The wonderfully inventive plot of Enter the Guardsman turns on a simple, loving gesture that goes horribly awry: The Actor, in an attempt to rekindle the embers of his cooling marriage, sends his co-star wife a bouquet of roses without a note attached. She believes the flowers have come from an admirer in the audience, and therefore doesn’t thank her husband. The Actor, upset, continues to send his wife flowers in ever-greater quantities until he finds he is actually competing with himself for his her love. Egged on by his confidante, The Playwright, The Actor decides to test his wife’s fidelity by donning the disguise of her fantasy figure, a heroic guardsman. He believes himself to be such a great actor that she’ll never realize who he is. Enter the guardsman–and, thanks to Scott Wentworth’s witty book, enter the laughter.

Cuccioli, as the actor/guardsman, is astonishingly funny, offering heroic comedy on a par with Kevin Kline. The role calls for its performer to be foolish, passionate, pompous–often simultaneously–and always endearing. Anyone who saw Cuccioli in Frank Wildhorn’s Jekyll & Hyde will get particular pleasure out of watching him play dual roles yet again, this time sending himself up in the process. (He even has a J&H-style song in which he comically alternates between characters as they struggle for supremacy within his mind.) Before this show came to town, the musical theater world could be divided into two camps: Jekkies, who are unfailingly loyal both to Jekyll & Hyde and to Cuccioli, and those who can’t understand how anyone could love the Wildhorn show. Now, those two camps might well meld into a third one called “Cuccies.”

Mark Jacoby, Marla Schaffel,and Robert Cuccioli inEnter the Guardsman
Mark Jacoby, Marla Schaffel,
and Robert Cuccioli in
Enter the Guardsman

In addition to this star performance, Enter the Guardsman features a scene-stealing turn by Mark Jacoby; in fact, if Cuccioli weren’t so extraordinary, the show could be retitled Enter the Playwright.

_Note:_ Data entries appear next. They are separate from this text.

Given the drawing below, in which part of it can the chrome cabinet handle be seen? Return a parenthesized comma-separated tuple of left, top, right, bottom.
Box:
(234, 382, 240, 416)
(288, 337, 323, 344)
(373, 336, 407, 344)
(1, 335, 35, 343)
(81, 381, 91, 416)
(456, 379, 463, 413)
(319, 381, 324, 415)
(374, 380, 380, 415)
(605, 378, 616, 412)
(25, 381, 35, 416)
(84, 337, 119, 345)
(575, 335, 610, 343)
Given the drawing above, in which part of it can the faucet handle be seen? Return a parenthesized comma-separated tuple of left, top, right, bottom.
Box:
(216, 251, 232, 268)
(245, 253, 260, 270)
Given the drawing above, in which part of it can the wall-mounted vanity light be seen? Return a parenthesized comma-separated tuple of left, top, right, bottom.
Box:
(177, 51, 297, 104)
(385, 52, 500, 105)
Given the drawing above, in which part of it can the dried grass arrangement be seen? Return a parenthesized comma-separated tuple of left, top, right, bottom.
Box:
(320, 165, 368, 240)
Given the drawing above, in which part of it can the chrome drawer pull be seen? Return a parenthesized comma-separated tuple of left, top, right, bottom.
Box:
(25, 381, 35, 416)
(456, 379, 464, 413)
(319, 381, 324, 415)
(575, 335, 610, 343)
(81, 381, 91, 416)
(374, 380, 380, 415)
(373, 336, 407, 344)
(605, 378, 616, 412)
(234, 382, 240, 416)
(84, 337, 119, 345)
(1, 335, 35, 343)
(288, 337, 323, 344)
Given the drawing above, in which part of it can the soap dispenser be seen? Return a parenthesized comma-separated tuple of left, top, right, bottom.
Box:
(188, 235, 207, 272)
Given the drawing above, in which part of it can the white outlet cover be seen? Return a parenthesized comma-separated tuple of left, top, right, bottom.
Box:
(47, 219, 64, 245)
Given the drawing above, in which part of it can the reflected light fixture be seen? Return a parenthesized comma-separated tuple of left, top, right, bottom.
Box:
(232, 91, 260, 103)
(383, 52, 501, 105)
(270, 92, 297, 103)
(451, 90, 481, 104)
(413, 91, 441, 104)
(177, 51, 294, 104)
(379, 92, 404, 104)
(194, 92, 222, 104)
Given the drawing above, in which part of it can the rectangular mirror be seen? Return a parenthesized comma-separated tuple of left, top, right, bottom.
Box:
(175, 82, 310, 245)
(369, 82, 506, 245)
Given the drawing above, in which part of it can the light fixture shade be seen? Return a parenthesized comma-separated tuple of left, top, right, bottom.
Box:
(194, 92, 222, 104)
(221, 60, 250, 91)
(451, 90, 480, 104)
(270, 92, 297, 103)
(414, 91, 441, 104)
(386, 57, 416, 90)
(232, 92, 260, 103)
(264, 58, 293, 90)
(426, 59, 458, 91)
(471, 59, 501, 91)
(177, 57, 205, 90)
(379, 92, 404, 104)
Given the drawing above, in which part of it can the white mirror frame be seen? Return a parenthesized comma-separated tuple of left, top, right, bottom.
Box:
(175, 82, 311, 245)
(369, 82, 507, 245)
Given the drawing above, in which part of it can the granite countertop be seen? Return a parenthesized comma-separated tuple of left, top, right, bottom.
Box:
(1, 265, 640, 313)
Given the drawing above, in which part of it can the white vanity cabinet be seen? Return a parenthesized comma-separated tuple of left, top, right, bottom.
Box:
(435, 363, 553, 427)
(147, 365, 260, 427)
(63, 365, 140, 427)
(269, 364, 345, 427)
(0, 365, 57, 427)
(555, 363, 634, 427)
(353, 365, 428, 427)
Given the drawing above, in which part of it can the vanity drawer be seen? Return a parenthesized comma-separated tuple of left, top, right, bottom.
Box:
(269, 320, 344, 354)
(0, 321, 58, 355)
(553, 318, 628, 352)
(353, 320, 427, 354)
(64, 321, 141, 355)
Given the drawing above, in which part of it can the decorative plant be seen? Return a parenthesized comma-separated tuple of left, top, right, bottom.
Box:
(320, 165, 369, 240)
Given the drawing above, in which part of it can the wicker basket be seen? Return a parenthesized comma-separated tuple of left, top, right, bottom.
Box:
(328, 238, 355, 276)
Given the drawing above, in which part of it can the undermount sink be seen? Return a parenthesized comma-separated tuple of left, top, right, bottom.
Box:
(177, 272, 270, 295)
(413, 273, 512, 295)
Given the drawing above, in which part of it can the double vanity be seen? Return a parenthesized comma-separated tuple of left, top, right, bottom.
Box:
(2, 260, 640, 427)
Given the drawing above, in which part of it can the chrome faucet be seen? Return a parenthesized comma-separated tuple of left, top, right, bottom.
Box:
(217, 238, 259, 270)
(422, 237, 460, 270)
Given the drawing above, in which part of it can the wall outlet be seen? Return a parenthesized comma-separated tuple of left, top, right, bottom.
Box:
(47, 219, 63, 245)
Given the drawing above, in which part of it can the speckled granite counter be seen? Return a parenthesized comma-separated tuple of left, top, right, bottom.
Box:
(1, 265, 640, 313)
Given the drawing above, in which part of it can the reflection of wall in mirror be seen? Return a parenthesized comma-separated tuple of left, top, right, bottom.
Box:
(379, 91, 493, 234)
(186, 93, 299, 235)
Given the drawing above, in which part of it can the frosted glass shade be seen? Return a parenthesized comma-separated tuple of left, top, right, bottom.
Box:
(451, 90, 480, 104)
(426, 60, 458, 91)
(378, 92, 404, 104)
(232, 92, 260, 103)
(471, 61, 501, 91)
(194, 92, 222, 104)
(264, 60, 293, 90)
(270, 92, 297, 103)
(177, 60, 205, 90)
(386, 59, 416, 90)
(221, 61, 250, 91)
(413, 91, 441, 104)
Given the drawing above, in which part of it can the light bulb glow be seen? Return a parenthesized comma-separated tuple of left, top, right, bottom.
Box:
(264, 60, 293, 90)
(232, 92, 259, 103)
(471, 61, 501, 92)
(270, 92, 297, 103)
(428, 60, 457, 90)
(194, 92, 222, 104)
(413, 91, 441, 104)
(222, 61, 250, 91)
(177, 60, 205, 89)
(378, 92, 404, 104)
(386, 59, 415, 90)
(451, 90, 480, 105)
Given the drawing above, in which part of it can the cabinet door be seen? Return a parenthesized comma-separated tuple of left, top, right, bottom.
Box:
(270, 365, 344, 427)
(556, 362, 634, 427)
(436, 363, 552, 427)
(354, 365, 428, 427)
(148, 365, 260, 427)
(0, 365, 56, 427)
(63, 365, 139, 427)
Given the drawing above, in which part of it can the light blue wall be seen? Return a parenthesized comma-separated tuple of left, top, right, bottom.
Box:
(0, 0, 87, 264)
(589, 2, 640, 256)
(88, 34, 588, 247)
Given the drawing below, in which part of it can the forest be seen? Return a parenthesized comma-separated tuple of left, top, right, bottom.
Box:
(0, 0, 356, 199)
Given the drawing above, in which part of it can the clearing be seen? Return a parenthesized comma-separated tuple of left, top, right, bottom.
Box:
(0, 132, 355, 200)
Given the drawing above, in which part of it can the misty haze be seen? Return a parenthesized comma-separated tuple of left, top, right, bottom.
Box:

As it is, the two male leads are as superbly matched as a bagel and cream cheese. Unfortunately, the role of The Actress simply doesn’t offer the kind of opportunities afforded the male leads. Be that as it may, Marla Schaffel is a significant improvement over Dana Reeve, who played the part in the U.S. premiere of Guardsman at the New Jersey Shakespeare Festival last year. Schaffel really keeps the audience guessing as to whether or not she recognizes that her husband is the guardsman.

As for the score, Craig Bohmler’s music is tunefully melodic–and isn’t that a pleasant surprise thee days? The comic numbers display a winsome spirit, while the romantic tunes have a sweet, melancholy quality. Marion Adler’s lyrics are sometimes sharply observed, pointed, and piercingly funny. If there is an occasional tendency toward the banal in the romantic songs, it doesn’t undercut the overall sense of intelligence and comic élan that runs through the entire score. Bohmler and Adler have clearly been influenced by Sondheim…but there are worse influences.

Director Scott Wentworth enhances his own book by giving the actors plenty of funny shtick to do, all of it explicating the characters and moving the story forward. The stage action is kinetic and dynamic; everyone is in motion, yet it never seems like movement for movement’s sake. The production also boasts fluid sets and exquisite, Broadway level costumes by Molly Reynolds.

Enter the Guardsman is scheduled for a limited, four week engagement. It would be a terrible shame if a show that’s so much better than any other new musical to open in New York in the season just past doesn’t either extend or move to The Great White Way. Whatever happens to Enter the Guardsman, we certainly hope its creators and cast won’t be forgotten next year at awards time.